Member Reviews
This is a fascinating, well-researched and well-written family memoir/biography, and I very much enjoyed it. Anne Tazewell’s father left the family when she was just six and she rarely saw him after that. Working as an environmentalist attempting to reduce the world’s reliance on oil, she was naturally intrigued to discover the role her father James M Eichelberger had played in the geopolitics of the Middle East and the development of the oil industry. The book is at once an exploration of that industry, the CIA’s involvement in it and the key role her father played. It’s an emotional project for her, as she tries to understand her father’s motivation, and it is indeed a murky tale. We’re inured these days to the shock of learning of the shenanigans of the CIA in trying to influence world affairs, but reading about their involvement in this area still manages to shock. She chronicles her own life and career here as well, and mostly I found this equally interesting, although I felt that the inclusion of her own children’s sometimes dysfunctional stories rather distracted from the main narrative. Overall, however, this is well worth reading, and I learnt a lot.
What a fascinating, fast-paced story about family, political history and spies. It was so riveting! I really enjoyed learning about Anne's family history. What a great read!
A Good Spy Leaves No Trace: Big Oil, CIA Secrets, and a Spy Daughter’s Reckoning by Anne E Tazewell. This is a book that interleaves three stories: (1) the story of James E Eichelberger, Ms. Tazewell’s father, (2) her life in which some of her choices seem to be as a result of her father and (3) the impact perhaps of her choices on her three children.

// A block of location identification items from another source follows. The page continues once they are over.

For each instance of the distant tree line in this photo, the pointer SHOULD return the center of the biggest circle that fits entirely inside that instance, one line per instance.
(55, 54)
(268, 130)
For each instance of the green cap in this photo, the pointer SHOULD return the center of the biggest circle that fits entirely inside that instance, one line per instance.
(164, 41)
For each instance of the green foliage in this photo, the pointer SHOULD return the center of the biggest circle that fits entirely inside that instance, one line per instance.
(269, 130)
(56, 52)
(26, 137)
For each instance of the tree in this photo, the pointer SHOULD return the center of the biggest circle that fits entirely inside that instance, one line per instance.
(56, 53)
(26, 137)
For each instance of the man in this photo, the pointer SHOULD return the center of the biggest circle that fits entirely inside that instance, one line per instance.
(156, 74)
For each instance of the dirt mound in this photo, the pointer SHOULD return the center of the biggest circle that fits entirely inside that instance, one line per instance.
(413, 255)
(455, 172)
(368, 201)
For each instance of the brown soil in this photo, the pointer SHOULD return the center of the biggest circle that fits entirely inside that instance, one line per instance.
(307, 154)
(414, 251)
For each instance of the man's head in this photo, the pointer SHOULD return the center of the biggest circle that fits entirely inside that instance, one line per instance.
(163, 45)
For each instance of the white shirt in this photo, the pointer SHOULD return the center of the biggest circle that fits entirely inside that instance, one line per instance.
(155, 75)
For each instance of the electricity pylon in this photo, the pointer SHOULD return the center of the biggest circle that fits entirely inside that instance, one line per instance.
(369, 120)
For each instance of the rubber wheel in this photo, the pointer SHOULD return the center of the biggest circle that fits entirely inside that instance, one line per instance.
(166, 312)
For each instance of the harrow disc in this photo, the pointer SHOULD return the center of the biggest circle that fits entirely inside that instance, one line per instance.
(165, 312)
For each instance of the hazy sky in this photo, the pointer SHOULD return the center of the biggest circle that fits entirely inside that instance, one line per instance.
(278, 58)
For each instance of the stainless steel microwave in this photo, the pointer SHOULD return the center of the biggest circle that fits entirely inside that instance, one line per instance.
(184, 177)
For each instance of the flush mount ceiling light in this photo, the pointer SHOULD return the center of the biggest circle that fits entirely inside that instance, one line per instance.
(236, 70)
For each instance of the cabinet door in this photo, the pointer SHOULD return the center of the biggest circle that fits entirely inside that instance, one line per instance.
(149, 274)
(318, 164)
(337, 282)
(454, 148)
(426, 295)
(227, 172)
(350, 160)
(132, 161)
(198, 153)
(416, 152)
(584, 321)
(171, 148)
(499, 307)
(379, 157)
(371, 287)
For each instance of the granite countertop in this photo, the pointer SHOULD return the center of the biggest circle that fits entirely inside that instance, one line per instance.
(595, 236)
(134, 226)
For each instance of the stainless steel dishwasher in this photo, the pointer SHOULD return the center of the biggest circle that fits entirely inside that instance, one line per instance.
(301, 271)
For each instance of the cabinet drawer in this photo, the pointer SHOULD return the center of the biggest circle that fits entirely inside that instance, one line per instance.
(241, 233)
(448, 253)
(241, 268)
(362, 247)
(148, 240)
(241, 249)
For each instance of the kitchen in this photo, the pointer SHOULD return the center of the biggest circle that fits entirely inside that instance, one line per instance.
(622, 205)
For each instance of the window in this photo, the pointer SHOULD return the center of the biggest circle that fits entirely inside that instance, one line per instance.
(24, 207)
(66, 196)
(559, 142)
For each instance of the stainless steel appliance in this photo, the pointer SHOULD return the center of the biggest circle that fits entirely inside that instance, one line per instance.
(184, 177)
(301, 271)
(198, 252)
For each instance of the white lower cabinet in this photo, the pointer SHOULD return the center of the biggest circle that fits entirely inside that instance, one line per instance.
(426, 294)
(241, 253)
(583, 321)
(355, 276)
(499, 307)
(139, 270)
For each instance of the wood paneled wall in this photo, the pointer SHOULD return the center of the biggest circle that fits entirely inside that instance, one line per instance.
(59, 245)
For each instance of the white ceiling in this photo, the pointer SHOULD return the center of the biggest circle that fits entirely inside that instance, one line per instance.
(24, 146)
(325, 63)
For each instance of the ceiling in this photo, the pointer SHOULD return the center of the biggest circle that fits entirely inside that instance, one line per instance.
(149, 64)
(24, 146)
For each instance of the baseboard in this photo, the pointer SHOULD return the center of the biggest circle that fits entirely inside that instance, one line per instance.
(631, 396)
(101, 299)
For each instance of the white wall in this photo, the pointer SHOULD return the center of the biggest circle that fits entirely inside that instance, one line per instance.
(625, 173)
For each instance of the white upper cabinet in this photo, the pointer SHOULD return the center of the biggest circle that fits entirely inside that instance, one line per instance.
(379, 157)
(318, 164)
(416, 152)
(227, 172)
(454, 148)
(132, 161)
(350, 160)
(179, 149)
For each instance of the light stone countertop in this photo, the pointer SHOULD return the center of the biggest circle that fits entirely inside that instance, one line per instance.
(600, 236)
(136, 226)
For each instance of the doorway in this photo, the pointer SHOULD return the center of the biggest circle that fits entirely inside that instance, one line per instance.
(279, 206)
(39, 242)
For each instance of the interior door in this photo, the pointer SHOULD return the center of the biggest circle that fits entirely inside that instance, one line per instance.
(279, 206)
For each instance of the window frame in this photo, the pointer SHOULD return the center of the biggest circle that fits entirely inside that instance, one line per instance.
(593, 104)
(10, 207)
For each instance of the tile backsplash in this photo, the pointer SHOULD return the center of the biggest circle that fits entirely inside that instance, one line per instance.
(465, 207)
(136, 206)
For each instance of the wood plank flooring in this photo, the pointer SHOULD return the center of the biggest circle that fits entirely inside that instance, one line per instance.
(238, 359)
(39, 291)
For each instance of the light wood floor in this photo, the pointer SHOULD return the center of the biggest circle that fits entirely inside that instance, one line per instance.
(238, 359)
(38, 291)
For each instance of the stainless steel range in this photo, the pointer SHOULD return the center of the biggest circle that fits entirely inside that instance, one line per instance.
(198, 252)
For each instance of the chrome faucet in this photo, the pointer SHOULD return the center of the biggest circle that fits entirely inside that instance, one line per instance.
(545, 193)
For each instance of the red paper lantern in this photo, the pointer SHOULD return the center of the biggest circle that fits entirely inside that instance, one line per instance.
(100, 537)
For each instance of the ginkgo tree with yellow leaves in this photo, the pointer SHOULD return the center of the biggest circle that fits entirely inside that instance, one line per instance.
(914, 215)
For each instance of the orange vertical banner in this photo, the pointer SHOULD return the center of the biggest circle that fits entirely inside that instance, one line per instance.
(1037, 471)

Tazewell is similar in age to me, both of us born in the early 1950’s. Her father after serving in the European theater of WWII behind enemy lines, joins the OSS. This later becomes the CIA and he is involved with Miles Copeland Jr. and Kim Roosevelt in the Middle East ensuring that oil is controlled and pumped by American companies. Ms. Tazewell and her mother live the expat life in Beirut and Cairo until it goes all wrong and Eichelberger leaves them for another woman. They return to Washington DC and their father like a ghost appears a few times over the years and leaves again. He dies penniless and an alcoholic. So, the primary part of this story is many years later when Ms. Tazewell attempts to learn about her father’s life and why he abandoned them. Although she is not a historian, she does a very good job with limited information available to contact old CIA people or more often than not their wives to attempt to learn more. This is difficult since he was in the CIA and his reports and records are sealed. Nevertheless, she tells a wonderful story of the early years in Beirut and Cairo and the people who float into this life. For example, the place to go in Beirut is the bar at The St. Georges Hotel a meeting place of spies. Here her father meets Kim and St. John Philby, a young and at that time on our side Saddam Hussein. In Cario, Eichelberger play chess often with Gamal Abdel Nasser. This story line is interesting and she lists many books related to this era. I also found myself reading and searching on Google to fill in some of the back story.
The second story is about Ms. Tazewell’s life. I think it is never easy or honest to try to describe 60 years and when choices were made or just happed. She is a flower child drawn to sex, drugs and travel to hippy land destinations. She meets her husband-Richard a musician and they live the life of what seems like no money in Key West. This story is so-so in my opinion and there is too much of about me that does not come across as completely honest. Why we needed to know she was estranged from her husband due to an affair she had. Which she calls “a dalliance”, I never wanted to know. It is ironic, that a major life’s calling for her is advocating and obtaining Federal funds to study alternative fuels for transportation. The exact opposite of her father ensuring oil is pumped to fuel America’s dependence on cars and trucks. She is very successful in building a group at North Carolina State University supporting these efforts for the state.
The part of the story I could do without are the lives of her children. I will not go into much detail but I think their choices may mean there is little in their 401K’s when they get to a certain age.
Would I recommend this book? Maybe, the story of her father and this time in US/CIA history is interesting and she writes well and interesting of this era. Her life? Not so interesting except to her.